The goal of this analysis was to understand how individual characteristics are associated with the expected number of doctor visits.

  1. Summarize the main findings of the Poisson regression analysis. Which variables are most strongly associated with doctor visitation, and in what direction?

  2. How do age, insurance status, and education jointly shape expected doctor visits? Describe the relationship in substantive terms rather than model coefficients.

  3. Assess whether the classical Poisson model appears to be an appropriate choice for this dataset. What evidence supports or weakens this conclusion?

  4. Based on the fitted model, what broad conclusions can be drawn about patterns of healthcare use in this population?

Click to reveal answer

The Poisson regression analysis shows that doctor visitation increases systematically with age, education, insurance coverage, marital status, and urban residence. Within these, age and education show strong and precise positive associations, while having insurance coverage is associated with an increase in expected visits (vs being uninsured).

Older individuals and those with higher levels of education tend to visit doctors more frequently, and insured individuals have higher expected doctor use across all ages. Insurance primarily shifts the overall level of doctor visits upward rather than changing how visits increase with age.

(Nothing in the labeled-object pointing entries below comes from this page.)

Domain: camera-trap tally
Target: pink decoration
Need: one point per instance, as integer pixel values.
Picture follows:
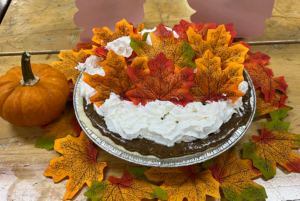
(106, 13)
(247, 16)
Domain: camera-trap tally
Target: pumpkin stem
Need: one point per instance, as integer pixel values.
(28, 79)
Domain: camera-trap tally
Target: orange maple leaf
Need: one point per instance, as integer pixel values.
(85, 46)
(70, 60)
(78, 162)
(218, 43)
(200, 29)
(214, 84)
(133, 186)
(184, 182)
(162, 83)
(263, 77)
(66, 124)
(71, 87)
(115, 80)
(163, 40)
(275, 107)
(235, 176)
(104, 35)
(274, 145)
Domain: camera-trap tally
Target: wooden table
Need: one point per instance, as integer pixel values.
(47, 25)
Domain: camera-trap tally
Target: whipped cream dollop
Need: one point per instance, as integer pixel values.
(121, 46)
(92, 68)
(149, 41)
(164, 122)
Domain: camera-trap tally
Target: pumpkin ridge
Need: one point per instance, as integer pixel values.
(39, 101)
(9, 99)
(6, 97)
(55, 86)
(41, 87)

The classical Poisson model appears reasonably appropriate for this dataset. The outcome variable is a non-negative count, the mean–variance relationship is approximately consistent with Poisson assumptions, and goodness-of-fit diagnostics show only mild overdispersion. Alternative models could be considered, but there is no strong evidence that the Poisson model is fundamentally misspecified.

Overall, the results suggest that healthcare use in this population is strongly patterned by age and socioeconomic factors, with insurance coverage playing an important role in increasing access to healthcare care. The model provides a coherent and interpretable summary of how these factors relate to doctor visitation rates.